Ninety percent of the world’s data was generated between 2011 and 2013 and 2.5 quintillion data bytes are created daily thanks to developments in driverless cars, big data, IoT, and compute power being pushed to the edge. One of the most challenging aspects is data storage. According to IDC, the hyperscale environments will drive the global object storage market to a projected growth (CAGR) of 30 percent by 2020 with revenue reaching 19.8 billion (USD).
Compute Power Being Pushed to the Edge
It seems that data storage, in general, continues to be a concern across industries. According to the results from an independent market research conducted by Suse/Loudhouse which included surveys from over 1,000 senior IT leaders in over 11 countries and industries, the three major challenges which over 70 percent of global companies worry include: high costs; performance; and growth complexity and fragmentation (https://www.suse.com/newsroom/post/2017/study-70-percent-of-companies-worldwide-increasingly-worried-about-cost-performance-and-complexity-of-traditional-data-storage/). Today, most organizations can identify with any of the four types of data storage disk based, flash, hybrid (disk and flash), and software defined storage (SDS).

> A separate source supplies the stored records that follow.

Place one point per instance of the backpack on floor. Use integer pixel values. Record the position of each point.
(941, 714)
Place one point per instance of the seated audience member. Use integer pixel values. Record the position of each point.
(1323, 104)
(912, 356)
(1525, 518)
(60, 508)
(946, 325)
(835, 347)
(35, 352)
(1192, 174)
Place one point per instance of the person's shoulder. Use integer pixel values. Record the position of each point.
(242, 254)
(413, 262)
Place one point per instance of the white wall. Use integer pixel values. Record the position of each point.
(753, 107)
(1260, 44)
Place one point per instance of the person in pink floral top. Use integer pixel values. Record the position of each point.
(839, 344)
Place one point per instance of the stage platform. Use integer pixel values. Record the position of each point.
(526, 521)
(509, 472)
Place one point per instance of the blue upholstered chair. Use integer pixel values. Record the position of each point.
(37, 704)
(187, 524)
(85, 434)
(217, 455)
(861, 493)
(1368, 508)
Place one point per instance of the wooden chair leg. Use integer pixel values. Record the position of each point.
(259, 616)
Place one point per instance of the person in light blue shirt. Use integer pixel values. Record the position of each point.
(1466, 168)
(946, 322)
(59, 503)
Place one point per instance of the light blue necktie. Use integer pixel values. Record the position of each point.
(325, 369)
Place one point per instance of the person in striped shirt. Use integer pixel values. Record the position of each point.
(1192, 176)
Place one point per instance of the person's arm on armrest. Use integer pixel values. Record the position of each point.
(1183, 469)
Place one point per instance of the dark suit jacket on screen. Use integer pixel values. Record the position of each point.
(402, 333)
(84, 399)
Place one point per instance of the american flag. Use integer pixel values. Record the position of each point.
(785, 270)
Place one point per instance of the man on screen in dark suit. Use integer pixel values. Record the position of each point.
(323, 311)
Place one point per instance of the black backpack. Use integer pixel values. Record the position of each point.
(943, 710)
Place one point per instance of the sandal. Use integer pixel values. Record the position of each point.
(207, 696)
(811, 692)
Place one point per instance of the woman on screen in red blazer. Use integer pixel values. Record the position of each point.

There are two types of traditional data storage: file and block.
- File-based storage organizes pieces of data in a hierarchical architecture similarly to a file cabinet containing paper files or a computer filing structure with folders (e.g., NAS).
- Block-based storage refers to separate blocks of data which are stored using unique addressing and which the system reassembles the blocks when queried (e.g., SAN).
Both of these storage types receive support from in-place updates, fixed system attributes regarding metadata support, high performance strengths, simplified access and management, and both are difficult to extend beyond the data center.
There is a newer type of storage typically referred to as object attached storage. According to Garner, object storage refers to system components including hardware and software that storage data “objects” using custom metadata. Accessing dynamically addressable object data that is best suited for cloud storage is supported using REST and SOAP over HTTP or APIs and is scalable and easily distributed. Object data is well suited for analytics and in particular, unstructured data growth and complexities of storage. IBM has recently announced the new on-premise compliant-enabled cloud object storage system and they offer their IBM Redbook publication concerning Cloud Object Storage as a Service.
The real issue with storage systems is that they are not manageable and not easily moveable as in archiving but storage is not the real problem – it lies with metadata and the file system. Data security is another concern and many vendors offer different schemas but one which is gaining greater acceptance is All-Or-Nothing Transform (AONT) encryption – object encryption using per-object generated keys to prevent disclosure if any node or hard drive becomes compromised. Other types of solutions include containers builds on kubernetes and elastic storage technology. However, for large data files, many organizations use Erasure Coding technology which divides objects into pieces and then calculates multiple parities.
Security becomes a paramount concern for compliance industries – financial, banking, health, and long-term historical archival, to name a few. When data must be non-rewriteable and non-erasable, the US Securities and Exchange Commission (SEC) makes it very clear and may include fines, revocation, and suspension of licenses for some organizations - the 17 C.F.R. § 240.17a-4(f), which regulates exchange members, brokers or dealers. It specifies, “...that electronic records are capable of being accurately reproduced for later reference by maintaining the records in an unalterable form.” For example, a broker/dealer must ensure that records are not deleted during periods when the regulatory retention period has lapsed but the system must allow records to be retained beyond the retentions periods specified in Commission rules.
- Using the storage data for calculating the retention date for time-based retention periods
- Event-based retention periods with indefinite retention time are calculated from the date of event-trigger date to calculate a final retention expiration date
The following sections apply to specifics cases regarding data retention and when combined, these two rules require the preservation of records in an easily accessible manner.
- Rule 17a-3 covers when documents must be retained and for how long
- Rule 17a-4 contains regulations for how these documents must be retained
Additional financial regulations include the Financial Industry Regulatory Authority (FINRA) Financial Industry Regulatory Authority (FINRA) Rule 4511(c) which explicitly defers to the format and media requirements of SEC Rule 17a-4, for the books and records it requires.
Electronic protected health information (ePHI) and HIPAA (Health Insurance Portability and Accountability Act of 1996) specify that each state has its own requirements regarding covered entities that must retain ePHI for a certain period of time including when the entity closes its doors.
The U.S. Department of Health and Human Services (HHS) states, “The HIPAA Privacy Rule does not include medical record retention requirements. Rather, State laws generally govern how long medical records are to be retained.” However, HIPAA requires that covered entities apply administrative, technical, and physical safeguards to protect the privacy of medical records including protected health information (PHI).